• J Spinal Disord · Jun 1999

    Pedicle screw placement at the sacrum: anatomical characterization and limitations at S1.

    • P A Robertson and L D Plank.
    • Department of Orthopaedic Surgery, Auckland Hospital, New Zealand.
    • J Spinal Disord. 1999 Jun 1;12(3):227-33.

    AbstractAnatomical and biomechanical data have suggested that pedicle screw fixation at the sacrum is optimum in the anteromedial direction into the S1 vertebral body, yet the possibility of posterior iliac crest interference with this screw pathway has been considered but not defined. This study aimed to determine if the anteromedial direction of screw placement into the vertebral body is possible in all cases at S1 and to assess the limiting effect of the posterior iliac crest. Computed tomography scans of the upper sacrum at the S1 pedicle parallel to the sacral endplate were examined in 100 patients. Analysis using a digitizer allowed characterization of an ideal screw pathway with variable screw and screw head diameters in an anteromedial direction into the S vertebral body. The effects of the posterior iliac crest upon these pathways were studied. The study demonstrated that anteromedial placement with bicortical fixation at the vertebral body was theoretically possible in almost all (98.5%) cases.

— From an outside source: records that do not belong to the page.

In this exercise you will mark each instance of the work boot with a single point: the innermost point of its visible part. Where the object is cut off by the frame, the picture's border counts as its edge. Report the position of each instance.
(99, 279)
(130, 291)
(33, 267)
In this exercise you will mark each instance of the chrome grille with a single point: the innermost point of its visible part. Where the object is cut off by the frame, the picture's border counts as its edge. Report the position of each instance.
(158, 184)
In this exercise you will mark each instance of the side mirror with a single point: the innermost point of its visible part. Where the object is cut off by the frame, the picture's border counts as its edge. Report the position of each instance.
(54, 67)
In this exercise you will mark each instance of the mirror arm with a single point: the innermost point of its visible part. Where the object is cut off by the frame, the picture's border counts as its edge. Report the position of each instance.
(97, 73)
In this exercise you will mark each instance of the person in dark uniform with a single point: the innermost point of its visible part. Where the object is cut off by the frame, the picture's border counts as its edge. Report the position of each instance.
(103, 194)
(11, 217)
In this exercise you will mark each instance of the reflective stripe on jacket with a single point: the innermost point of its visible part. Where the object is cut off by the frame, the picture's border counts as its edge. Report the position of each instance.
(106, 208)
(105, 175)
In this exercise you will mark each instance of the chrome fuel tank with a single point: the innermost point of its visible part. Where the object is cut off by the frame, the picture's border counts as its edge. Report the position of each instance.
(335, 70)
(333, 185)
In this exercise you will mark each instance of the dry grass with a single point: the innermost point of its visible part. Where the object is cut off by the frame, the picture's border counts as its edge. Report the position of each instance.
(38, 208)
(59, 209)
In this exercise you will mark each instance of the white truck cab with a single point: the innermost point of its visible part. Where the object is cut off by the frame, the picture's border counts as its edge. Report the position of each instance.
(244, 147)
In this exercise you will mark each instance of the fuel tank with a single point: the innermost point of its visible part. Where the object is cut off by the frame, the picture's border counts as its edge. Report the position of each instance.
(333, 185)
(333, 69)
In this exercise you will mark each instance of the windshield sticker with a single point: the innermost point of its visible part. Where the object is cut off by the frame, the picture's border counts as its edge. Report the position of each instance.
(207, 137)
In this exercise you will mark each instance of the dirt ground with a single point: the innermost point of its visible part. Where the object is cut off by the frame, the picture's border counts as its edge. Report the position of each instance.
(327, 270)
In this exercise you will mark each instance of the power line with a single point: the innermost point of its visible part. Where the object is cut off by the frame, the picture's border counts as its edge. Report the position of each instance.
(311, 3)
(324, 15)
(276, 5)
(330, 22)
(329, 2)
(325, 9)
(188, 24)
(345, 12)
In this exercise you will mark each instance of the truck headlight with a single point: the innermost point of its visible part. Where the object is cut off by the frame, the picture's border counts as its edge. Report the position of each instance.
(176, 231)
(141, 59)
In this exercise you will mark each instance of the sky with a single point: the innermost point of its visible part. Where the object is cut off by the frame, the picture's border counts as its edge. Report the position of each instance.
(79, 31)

Because the sacral body is often wider than the sacral spinal canal, a straight-ahead screw direction will often achieve placement into the S1 vertebral body, if the starting point for the screw allows screw placement adjacent to the medial border of the S1 pedicle with only 1.5 mm of cortical bone separating the canal and the screw. The space between the posterior iliac crest and the lateral aspect of the screw corridor ranges from a maximum of 52.4 mm to a minimum of 12.8, 6.2, and 0 mm for the 7-, 10-, and 12.5-mm screw corridors. On only three occasions (1.5%) was the ideal screw corridor not possible because of posterior iliac crest overlap. In each case, this occurred only unilaterally and when the widest of the screw corridors (12.5 mm) was used. Both the distance between the posterior iliac crests and the space available for optimum screw placement are greater in females than males.